Der Vater stieg zu ihr herauf.
"Beruhige dich, meine Kleine."
Er nahm sie in den Arm.
"Du hast ihn doch gerettet, das wird er nicht vergessen."
"Dann sieht er in mir keine Gefahr?"
"Aber nein. Wahrscheinlich muss er nur viele Sachen erledigen. Er war ja lange krank."
Das Mädchen beruhigte sich, doch dann schrie es erschrocken auf.
"Iiihh! Eine Ameise!"
"Bleib ganz ruhig! Diese kleine Ameise ist auch nur ein Tier, wie Milow. Muss sie sterben, weil du Angst hast?"
Sie schaute ihrem Vater ungläubig in die Augen, ließ die Ameise aber weiter ihres Weges gehen.
"Nein, das muss sie nicht. Und auch sonst kein Tier!", verkündete sie lauthals.
Der Vater nickte. "Na siehst du. Du kannst den Unterschied machen, jeden Tag aufs Neue."
Sie verstand nicht genau, was das bedeuten sollte, aber sie war entschlossen, noch weiteren Tieren in Not zu helfen.

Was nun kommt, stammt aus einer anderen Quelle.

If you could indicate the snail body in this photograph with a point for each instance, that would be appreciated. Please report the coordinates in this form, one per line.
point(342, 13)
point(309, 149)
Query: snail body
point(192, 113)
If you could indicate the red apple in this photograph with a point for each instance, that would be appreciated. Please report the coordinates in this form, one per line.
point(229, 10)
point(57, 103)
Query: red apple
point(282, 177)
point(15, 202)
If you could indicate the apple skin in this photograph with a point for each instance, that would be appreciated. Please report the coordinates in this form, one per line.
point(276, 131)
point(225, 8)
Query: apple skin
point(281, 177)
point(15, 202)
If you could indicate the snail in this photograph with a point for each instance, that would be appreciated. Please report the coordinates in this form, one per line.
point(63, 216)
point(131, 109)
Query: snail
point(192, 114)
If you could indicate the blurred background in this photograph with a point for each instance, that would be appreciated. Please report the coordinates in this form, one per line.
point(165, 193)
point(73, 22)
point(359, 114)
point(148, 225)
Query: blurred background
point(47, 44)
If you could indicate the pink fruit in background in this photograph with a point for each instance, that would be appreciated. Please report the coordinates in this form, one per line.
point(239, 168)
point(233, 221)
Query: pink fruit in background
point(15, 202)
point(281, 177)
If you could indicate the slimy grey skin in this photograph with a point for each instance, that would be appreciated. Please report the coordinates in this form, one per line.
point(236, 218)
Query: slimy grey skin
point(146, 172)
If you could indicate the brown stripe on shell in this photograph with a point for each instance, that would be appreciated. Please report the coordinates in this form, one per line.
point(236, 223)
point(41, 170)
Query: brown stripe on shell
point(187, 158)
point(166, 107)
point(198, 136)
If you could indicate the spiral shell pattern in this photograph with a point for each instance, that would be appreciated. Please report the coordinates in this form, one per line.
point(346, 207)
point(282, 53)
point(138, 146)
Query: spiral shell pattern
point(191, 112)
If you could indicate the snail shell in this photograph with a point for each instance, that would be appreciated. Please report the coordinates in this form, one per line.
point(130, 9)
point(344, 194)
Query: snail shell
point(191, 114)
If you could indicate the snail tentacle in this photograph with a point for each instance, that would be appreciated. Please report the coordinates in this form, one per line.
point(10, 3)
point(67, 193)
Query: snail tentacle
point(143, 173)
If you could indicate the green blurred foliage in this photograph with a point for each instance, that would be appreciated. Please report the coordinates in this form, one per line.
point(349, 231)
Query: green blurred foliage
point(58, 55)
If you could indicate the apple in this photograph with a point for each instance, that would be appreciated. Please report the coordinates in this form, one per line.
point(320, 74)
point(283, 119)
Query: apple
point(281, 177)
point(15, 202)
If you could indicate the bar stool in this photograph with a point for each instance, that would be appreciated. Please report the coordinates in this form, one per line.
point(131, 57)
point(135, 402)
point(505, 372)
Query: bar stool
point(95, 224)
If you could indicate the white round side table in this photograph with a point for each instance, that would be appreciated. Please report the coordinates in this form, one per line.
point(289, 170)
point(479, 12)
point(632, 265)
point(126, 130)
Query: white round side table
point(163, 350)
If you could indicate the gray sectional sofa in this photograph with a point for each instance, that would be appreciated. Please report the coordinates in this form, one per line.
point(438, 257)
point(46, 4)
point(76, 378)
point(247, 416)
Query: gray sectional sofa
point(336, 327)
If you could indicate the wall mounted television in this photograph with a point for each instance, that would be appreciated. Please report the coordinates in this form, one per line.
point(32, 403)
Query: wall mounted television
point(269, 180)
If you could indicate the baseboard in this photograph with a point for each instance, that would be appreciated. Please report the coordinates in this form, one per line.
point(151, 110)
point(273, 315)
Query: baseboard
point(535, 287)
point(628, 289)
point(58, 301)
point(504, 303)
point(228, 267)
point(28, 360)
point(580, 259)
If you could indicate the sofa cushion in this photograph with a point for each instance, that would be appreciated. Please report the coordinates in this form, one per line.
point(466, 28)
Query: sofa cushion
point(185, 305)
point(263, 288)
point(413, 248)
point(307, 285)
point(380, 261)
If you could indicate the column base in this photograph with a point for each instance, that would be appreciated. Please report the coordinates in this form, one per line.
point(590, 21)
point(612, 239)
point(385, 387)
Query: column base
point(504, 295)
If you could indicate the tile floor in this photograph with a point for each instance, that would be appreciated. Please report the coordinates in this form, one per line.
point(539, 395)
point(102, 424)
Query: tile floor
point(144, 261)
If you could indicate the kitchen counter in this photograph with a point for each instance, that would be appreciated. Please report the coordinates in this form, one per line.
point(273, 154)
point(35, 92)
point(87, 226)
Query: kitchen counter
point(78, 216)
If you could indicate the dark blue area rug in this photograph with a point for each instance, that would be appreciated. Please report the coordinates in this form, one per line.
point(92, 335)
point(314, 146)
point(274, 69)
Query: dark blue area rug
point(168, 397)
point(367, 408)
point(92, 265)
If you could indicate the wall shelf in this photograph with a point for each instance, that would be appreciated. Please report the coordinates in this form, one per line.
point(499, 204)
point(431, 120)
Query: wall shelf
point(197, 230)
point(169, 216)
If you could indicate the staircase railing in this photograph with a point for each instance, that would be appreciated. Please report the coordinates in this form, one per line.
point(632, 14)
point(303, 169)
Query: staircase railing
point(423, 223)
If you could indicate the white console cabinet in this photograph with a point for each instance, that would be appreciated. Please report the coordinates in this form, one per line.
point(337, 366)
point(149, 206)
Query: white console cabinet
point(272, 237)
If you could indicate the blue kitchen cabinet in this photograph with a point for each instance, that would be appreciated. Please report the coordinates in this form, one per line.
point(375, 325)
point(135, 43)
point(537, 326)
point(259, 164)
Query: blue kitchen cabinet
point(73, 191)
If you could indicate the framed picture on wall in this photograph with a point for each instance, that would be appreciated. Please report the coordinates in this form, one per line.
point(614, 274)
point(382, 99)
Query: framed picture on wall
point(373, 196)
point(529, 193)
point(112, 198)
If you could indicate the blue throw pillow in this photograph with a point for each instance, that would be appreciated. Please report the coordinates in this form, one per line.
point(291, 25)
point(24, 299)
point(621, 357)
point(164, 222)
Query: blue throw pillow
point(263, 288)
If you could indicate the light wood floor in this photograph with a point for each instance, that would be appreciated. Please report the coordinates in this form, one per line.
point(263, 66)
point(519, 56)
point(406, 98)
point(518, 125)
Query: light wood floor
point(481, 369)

So wartete das kleine Mädchen jeden Tag auf neue wundervolle Tiere, die sie bestaunen und beschützen konnte. Sie hatte sehr viel Freude daran, vergaß dabei aber auch Milow niemals. Das kleine Baumhaus war eine Wohnung und Zuflucht für viele Tiere, und dabei auch für das Mädchen selbst geworden. Es tat ihr gut.
Und vielleicht sahen sich Milow und das kleine Mädchen eines wunderschönen Tages tatsächlich wieder.